Softness is a desired property in tissues. Perceived softness correlates with properties of weak strength, enhanced bulk, and surface smoothness or texture. Methods of making soft tissue and towel are known and include, for example, Yankee creping, throughdrying, fabric creping, shoe pressing, and others. Some effects of such processes are to inhibit the formation of inter-fiber bonds, such as hydrogen bonds, as the sheet is dewatered, as well as to break up the bonds that have formed in the sheet as a result of the machine design.
Although the resulting tensile strength of a paper sheet after formation may not be fully understood, a number of theories provide reasonable models. According to one model (described in Page, D. H., “A Theory for the Tensile Strength of Paper,” PAPRICAN, PPR-7, July 1968), the tensile strength of a given population of fibers and a given paper machine design can be explained by the relative bonded area (RBA) of the fibers in the sheet. The RBA is a function of the number of inter-fiber bonds that form during the formation, handling, pressing and drying of the paper sheet. The strength of a wet web of cellulose fibers is initially low. As water is removed from the web, water molecules can form bridges between hydroxyl groups in adjacent fibers. As more water is removed, capillary forces (“Campbell Effect” forces) can draw the fibers close enough so that a hydrogen bond can form between fibers, giving the web dry strength. In another model (described in Tejado, A. and van de Ven, T. G. M., “Why Does Paper Get Stronger as it Dries?” Materials Today, September 2010, Volume 13 Number 9), surface tension and wetting forces also contribute to wet strength and formation of hydrogen bonds as the paper web dries. Similar forces occur in the hollow lumen of cellulosic fibers, which can cause them to collapse as water is removed and become flat and ribbon-like.
Other aspects of paper manufacturing can affect tensile. For example, pressing increases the tensile strength of a wet paper web by both removing water from the matrix and by bringing the fibers closer together so that fiber to fiber bonding is promoted. A papermaking process is described in U.S. Pat. No. 3,301,746 to Sanford et al., which eliminates wet pressing and thus aims to avoid fiber-to-fiber bonding and increase the softness, bulk and absorbency of a tissue sheet.
Another method used to increase softness is addition of chemical debonders to the cellulosic fibers during production. Chemical debonders inhibit the ability of fibers to form hydrogen bonds and therefore results in a reduced tensile strength.
Conventional wet pressed machines (CWP) utilize a pressing step to increase the solids content of the sheet as it is transferred to the Yankee drying cylinder. The bonds generated in the sheet by the pressing step are then disrupted by a combination of chemical debonder addition and creping the sheet off the Yankee dryer.

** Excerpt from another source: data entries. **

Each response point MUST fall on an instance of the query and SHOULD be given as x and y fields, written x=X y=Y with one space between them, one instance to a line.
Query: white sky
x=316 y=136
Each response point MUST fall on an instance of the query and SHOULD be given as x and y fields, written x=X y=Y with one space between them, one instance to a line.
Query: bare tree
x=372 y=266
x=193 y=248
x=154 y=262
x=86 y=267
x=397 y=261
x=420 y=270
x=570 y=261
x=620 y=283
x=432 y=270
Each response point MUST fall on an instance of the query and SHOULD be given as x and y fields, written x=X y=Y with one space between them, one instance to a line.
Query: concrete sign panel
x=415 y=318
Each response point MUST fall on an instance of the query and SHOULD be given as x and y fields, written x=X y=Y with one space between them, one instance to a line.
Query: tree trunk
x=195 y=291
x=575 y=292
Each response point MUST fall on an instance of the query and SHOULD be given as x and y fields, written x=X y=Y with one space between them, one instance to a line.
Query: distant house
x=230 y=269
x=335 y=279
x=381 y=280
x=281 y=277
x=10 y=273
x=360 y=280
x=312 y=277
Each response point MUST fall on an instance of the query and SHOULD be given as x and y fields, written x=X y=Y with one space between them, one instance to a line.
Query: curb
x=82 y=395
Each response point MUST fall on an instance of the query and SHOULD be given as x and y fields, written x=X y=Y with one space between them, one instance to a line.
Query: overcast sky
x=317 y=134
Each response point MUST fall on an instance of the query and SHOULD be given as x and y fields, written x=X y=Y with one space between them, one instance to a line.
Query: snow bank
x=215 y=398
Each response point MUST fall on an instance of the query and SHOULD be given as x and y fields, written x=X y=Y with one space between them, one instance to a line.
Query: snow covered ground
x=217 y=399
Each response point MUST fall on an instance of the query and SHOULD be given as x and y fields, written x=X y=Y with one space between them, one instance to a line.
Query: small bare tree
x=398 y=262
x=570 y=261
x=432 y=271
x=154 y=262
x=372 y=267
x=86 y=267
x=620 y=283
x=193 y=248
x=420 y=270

In addition, many modern sheet machines use “through air drying” (TAD) to reduce strength and increase bulk. TAD minimizes hydrogen bond formation in the sheet by removing water from an un-pressed wet web utilizing combinations of vacuum, steam and hot air and provides a reduced basis weight at a given bulk level. TAD provides a fiber cost savings over a CWP machine but requires a higher energy cost to thermally remove the high levels of water in the unpressed sheet.
Fabric creping (FC) processes increase the bulk and softness compared to CWP and provides lower energy costs than TAD. Chemical debonders may be used to increase the softness of tissues made by CWP and FC methods. However, chemical debonders may not be able to overcome the advantage of higher bulk at a given basis weight of TAD.
Although chemical debonders and TAD technology provide desirable tissue papers, these processes are expensive. Further, tissue paper production with TAD technology has an inherently high operating cost because of high energy input requirements.
The potentially detrimental impacts of air in the wet zones of a papermaking process are known. For example, as described in Turnbull, R. B., Jr., “Deaerator Design for Paper Machines,” Pulp and Paper Manufacture, Volume 6, Stock Preparation, TAPPI 1992, air in the formation zone and wet areas of a papermachine can result in poor formation, poor drainage, and runnability issues. Therefore, various approaches have been developed to mitigate air in the wet zones of the papermaking processes. One such approach, described in U.S. Pat. No. 5,308,384 to Kapanen et al., attempts to improve papermaking stock quality by initially de-aerating the stock.
Based on the foregoing, there still exists a need for a method for making a bulky, low strength tissue paper at reduced operating costs, compared to conventional methods, with low levels of chemical debonders or without chemical debonders. Accordingly, it is to solving this and other needs the present invention is directed.